Christlicher Rückkehrer träumt vom Neuanfang – die Angst bleibt - Von Tobias Lehner und Jaco Klamer.


München (kath.net/ KiN)
Majid Shaba schwitzt. Kein Wunder bei „herbstlichen“ Temperaturen über 30 Grad im Irak – und seinem enormen Arbeitstempo. Hingebungsvoll schrubbt der 45-Jährige den Boden seines Wohnhauses in Karakosch, gut eine halbe Autostunde von Mossul entfernt. Seit drei Tagen ist der Christ Majid wieder in seiner Geburtsstadt, um sein Wohnhaus wieder in Ordnung zu bringen. Und auch in seinem Fastfood-Imbiss „Chefcity“ in der Innenstadt möchte er nach dem Rechten sehen.

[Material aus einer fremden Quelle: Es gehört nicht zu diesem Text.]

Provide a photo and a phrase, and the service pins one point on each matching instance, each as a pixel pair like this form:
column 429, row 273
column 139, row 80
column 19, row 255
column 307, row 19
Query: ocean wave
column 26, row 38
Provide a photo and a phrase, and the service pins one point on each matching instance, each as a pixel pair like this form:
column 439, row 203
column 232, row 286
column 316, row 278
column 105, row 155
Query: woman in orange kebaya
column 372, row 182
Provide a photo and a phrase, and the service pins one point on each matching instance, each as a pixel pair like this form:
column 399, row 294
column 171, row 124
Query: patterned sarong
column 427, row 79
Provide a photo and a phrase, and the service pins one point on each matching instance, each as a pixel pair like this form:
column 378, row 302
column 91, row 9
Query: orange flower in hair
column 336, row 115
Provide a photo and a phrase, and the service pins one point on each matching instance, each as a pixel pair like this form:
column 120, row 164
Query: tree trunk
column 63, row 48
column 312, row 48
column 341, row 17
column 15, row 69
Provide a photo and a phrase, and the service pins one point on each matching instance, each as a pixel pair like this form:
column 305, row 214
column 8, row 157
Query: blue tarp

Die Besatzung durch die Truppen des „Islamischen Staates“ und monatelange Kämpfe haben, wie überall, ihre Spuren hinterlassen: Trümmer auf den Straßen, eingeschlagene Fenster, die Möbel weitgehend geplündert. Aber immerhin: Das Haus ist noch bewohnbar; tausende christliche Familien in der Ninive-Ebene haben dieses Glück nicht. Einer Erhebung des weltweiten päpstlichen Hilfswerks „Kirche in Not“ zufolge sind über 13 000 Gebäude in den christlichen Ortschaften der Ninive-Ebene beschädigt oder komplett zerstört.

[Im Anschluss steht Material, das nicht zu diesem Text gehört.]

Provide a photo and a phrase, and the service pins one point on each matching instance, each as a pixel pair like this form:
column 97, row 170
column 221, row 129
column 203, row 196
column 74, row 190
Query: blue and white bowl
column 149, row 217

Majids Haus und sein Lokal brauchen keinen kompletten Wiederaufbau, erstmal wird provisorisch geflickt, was zu flicken geht. Den Rest erledigen Schrubber und Kehrschaufel. Geht es nach Majid, wird „Chefcity“ bald wieder Chefsache sein: „Ich werde die Ehre meines Restaurants wiederherstellen. Bald wird es seine Türen wieder öffnen“, ist Majid überzeugt.

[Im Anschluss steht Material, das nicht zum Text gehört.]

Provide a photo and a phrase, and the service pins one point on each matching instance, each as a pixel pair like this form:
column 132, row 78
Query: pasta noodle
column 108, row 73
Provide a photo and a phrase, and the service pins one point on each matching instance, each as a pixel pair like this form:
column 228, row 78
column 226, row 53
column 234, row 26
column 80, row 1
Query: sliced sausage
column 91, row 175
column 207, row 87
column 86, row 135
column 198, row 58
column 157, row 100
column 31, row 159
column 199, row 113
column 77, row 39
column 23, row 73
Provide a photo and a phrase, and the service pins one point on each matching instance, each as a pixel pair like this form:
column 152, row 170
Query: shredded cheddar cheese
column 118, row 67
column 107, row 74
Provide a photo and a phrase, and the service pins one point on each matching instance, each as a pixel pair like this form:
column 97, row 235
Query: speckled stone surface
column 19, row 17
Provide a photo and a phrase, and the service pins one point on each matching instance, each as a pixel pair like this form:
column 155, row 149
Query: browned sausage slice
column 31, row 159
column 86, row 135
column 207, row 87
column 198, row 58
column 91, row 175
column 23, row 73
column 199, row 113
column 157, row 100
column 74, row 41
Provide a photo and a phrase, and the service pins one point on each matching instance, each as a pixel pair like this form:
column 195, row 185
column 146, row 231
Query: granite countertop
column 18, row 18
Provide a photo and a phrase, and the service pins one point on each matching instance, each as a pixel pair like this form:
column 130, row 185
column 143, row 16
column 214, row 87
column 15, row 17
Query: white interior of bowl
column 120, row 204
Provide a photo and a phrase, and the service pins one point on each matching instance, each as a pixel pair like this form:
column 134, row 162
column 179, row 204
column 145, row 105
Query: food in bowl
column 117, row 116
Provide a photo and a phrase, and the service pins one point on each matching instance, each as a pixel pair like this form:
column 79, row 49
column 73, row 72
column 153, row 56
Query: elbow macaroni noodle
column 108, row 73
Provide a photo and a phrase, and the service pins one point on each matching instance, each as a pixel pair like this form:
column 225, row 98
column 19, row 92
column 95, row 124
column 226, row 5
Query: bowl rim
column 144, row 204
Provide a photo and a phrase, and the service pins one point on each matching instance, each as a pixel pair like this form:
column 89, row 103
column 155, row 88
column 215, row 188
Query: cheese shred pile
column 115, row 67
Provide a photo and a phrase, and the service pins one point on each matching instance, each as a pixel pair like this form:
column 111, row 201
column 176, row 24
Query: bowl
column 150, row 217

Sieht man ihn und seine Familie bei der Arbeit, kann man daran kaum zweifeln. Heute ist auch seine Frau Asmaa aus Erbil gekommen, um ihrem Mann zu helfen. Mitgebracht hat sie die beiden jüngsten Kinder: die zehnjährige Dima und den vierjährigen Shaban vier Jahre alt. Gemeinsam mit einem weiteren Sohn lebt die Familie in einem „Haus“, wie sie es nennen, wohl mehr einer Notbehausung mit Blechdach und immer wieder defekter Wasserversorgung. Etwa 90 000 christliche Flüchtlinge halten sich noch rund um Erbil im kurdischen Teil des Irak auf. Sie haben wie Asmaa nur einen Wunsch: „Ich sehne mich danach, wieder in Karakosch zu leben“, sagt sie lächelnd.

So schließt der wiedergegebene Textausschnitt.